Who you gonna call when your advertising agency wants to become carbon neutral? New York agency PHD contacted civil engineering professor Arpad Horvath of the University of California, Berkeley. And when you need to know the carbon footprint of your half-gallon of milk? Aurora Organic Dairy called a chemical engineer, University of Michigan professor Greg Keoleian.


For decades, a coterie of engineering academics has quietly toiled to establish the field of life-cycle assessments, an accounting of the environmental impact of a product, service, or industry.

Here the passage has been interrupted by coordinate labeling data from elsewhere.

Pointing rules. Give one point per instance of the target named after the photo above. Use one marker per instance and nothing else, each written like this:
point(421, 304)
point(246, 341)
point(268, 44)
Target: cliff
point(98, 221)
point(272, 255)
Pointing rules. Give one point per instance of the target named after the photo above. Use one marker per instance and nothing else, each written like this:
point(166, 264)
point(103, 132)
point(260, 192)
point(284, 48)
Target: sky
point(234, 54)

Today, these experts are suddenly in great demand as "carbon footprint" becomes a watchword and policymakers, corporate leaders, and consumers awake to the upstream and downstream effects of each action they take. Soon, assessments may become an economic or even legal necessity as governments struggle to curb climate-altering pollutants.

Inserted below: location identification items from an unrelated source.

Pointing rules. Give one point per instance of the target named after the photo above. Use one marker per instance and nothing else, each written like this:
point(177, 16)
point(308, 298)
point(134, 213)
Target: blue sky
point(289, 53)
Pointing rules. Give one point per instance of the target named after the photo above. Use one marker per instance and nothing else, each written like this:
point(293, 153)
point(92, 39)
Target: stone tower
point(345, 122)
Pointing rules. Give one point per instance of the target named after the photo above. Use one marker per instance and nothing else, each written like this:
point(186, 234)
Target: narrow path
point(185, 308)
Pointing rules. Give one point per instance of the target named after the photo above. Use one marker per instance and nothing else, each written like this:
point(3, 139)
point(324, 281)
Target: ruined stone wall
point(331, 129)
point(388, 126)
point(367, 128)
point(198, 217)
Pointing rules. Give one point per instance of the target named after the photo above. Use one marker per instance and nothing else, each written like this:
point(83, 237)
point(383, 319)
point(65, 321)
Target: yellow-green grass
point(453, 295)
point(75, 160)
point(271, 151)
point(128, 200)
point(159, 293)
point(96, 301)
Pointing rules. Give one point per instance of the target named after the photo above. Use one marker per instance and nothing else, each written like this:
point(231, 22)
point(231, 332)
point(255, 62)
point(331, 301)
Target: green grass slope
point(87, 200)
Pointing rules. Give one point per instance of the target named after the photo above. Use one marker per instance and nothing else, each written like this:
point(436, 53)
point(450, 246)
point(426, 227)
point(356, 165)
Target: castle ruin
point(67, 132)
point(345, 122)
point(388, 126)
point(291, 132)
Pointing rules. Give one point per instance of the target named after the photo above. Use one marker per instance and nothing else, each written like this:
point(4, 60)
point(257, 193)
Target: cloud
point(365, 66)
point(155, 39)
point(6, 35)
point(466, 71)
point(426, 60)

At Carnegie Mellon University, life-cycle assessment specialist Scott Matthews says he's now pestered a couple of times a week by companies interested in measuring their carbon footprints. "It was nice living in obscurity for 13 years when nobody knew anything about life-cycle assessment," he quips. But in general, specialists in this field are pleased to find their moment in the sun. "The time for life-cycle assessments has come," says Berkeley's Horvath. "In the future, no economic or environmental decision will be made without consideration of the life cycle of things."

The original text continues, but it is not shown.